ETAP 26i

Development
- Designer: Mortain & Mavrikios
- Location: Belgium
- Year: 1994
- Builder: ETAP Yachting
- Role: Cruiser
- Name: ETAP 26i

Boat
- Displacement: 5,071 lb (2,300 kg)
- Draft: 3.77 ft (1.15 m)

Hull
- Type: monohull
- Construction: glassfibre
- LOA: 25.75 ft (7.85 m)
- LWL: 23.46 ft (7.15 m)
- Beam: 9.12 ft (2.78 m)
- Engine: Volvo Penta 2010 diesel engine 10 hp (7 kW)

Hull appendages
- Keel: fin keel
- Ballast: 1,433 lb (650 kg)
- Rudder: internally-mounted spade-type rudder

Rig
- Rig type: Bermuda rig
- I foretriangle height: 27.23 ft (8.30 m)
- J foretriangle base: 7.78 ft (2.37 m)
- P mainsail luff: 31.50 ft (9.60 m)
- E mainsail foot: 10.83 ft (3.30 m)

Sails
- Sailplan: fractional rigged sloop
- Mainsail area: 170.57 sq ft (15.846 m^{2})
- Jib/genoa area: 105.92 sq ft (9.840 m^{2})
- Total sail area: 276.50 sq ft (25.688 m^{2})

= ETAP 26i =

Sailboat class

The ETAP 26i is a Belgian sailboat that was designed by Mortain & Mavrikios as a cruiser and first built in 1994.

==Production==
The design was built by ETAP Yachting in Belgium between 1994 and 2006, but it is now out of production.

==Design==
The ETAP 26i is a recreational keelboat, built predominantly of glassfibre, with wood trim. It has a fractional sloop rig, a plumb stem, a reverse transom with steps, an internally mounted spade-type rudder controlled by a tiller and a fixed fin keel or optional dual tandem keels. It displaces 5071 lb and carries 1433 lb of iron ballast, with either keel.

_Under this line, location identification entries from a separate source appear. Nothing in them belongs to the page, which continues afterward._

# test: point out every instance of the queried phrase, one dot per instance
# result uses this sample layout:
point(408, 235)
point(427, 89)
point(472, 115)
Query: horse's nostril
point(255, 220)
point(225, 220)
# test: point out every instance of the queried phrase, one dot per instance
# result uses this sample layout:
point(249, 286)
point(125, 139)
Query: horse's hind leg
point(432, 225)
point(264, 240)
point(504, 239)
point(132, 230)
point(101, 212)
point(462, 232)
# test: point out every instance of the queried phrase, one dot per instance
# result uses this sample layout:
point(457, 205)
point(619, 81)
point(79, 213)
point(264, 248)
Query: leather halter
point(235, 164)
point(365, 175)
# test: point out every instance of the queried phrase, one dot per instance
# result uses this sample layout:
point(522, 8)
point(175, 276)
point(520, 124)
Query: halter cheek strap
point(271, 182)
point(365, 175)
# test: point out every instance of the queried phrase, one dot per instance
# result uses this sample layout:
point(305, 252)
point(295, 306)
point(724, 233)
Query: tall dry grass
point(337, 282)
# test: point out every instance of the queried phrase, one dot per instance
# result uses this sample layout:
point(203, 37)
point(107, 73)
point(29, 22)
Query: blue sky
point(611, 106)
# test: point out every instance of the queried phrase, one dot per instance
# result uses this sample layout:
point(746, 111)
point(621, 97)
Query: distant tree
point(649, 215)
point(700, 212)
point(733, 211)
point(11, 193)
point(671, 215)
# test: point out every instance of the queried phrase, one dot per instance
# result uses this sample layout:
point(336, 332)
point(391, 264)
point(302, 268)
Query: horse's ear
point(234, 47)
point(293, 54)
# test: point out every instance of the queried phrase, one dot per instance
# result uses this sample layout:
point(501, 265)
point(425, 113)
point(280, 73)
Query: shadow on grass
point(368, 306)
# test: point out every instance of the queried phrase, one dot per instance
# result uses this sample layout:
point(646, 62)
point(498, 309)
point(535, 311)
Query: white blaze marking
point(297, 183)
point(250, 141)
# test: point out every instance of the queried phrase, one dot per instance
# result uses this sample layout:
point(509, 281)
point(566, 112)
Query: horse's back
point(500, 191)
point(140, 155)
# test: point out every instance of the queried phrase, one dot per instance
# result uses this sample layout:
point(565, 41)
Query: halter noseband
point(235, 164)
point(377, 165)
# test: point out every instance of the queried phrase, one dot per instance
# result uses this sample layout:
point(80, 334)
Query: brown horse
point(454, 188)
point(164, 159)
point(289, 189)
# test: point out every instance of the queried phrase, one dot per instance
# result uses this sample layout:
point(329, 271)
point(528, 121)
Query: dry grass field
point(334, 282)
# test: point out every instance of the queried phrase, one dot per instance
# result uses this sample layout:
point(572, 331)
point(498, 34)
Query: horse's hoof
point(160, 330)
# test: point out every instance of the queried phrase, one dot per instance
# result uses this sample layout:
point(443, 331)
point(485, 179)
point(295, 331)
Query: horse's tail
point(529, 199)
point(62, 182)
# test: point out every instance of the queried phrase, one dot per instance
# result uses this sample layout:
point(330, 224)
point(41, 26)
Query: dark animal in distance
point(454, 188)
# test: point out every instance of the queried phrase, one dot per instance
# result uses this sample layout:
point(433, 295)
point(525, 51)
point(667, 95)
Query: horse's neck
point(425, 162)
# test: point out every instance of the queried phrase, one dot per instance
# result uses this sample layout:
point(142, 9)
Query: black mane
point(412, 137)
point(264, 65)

The boat has a draft of 3.77 ft with the standard keel and 2.95 ft with the optional tandem keels.

The boat is fitted with a Swedish Volvo Penta 2010 10 hp diesel engine with a saildrive, for docking and manoeuvring. The fuel tank holds 49 L.

The design has sleeping accommodation for four people, with a double "V"-berth in the bow cabin and an aft cabin with a double berth on the port side. The galley is located on the port side just forward of the companionway ladder. The galley is L-shaped and is equipped with a two-burner stove, an ice box and a sink. A navigation station is opposite the galley, on the starboard side. The head is located opposite the galley, on the starboard side, aft of the navigation station.

For sailing downwind the design may be equipped with an asymmetrical spinnaker.

==Operational history==
The boat was at one time supported by a class club, the ETAP Owners Association.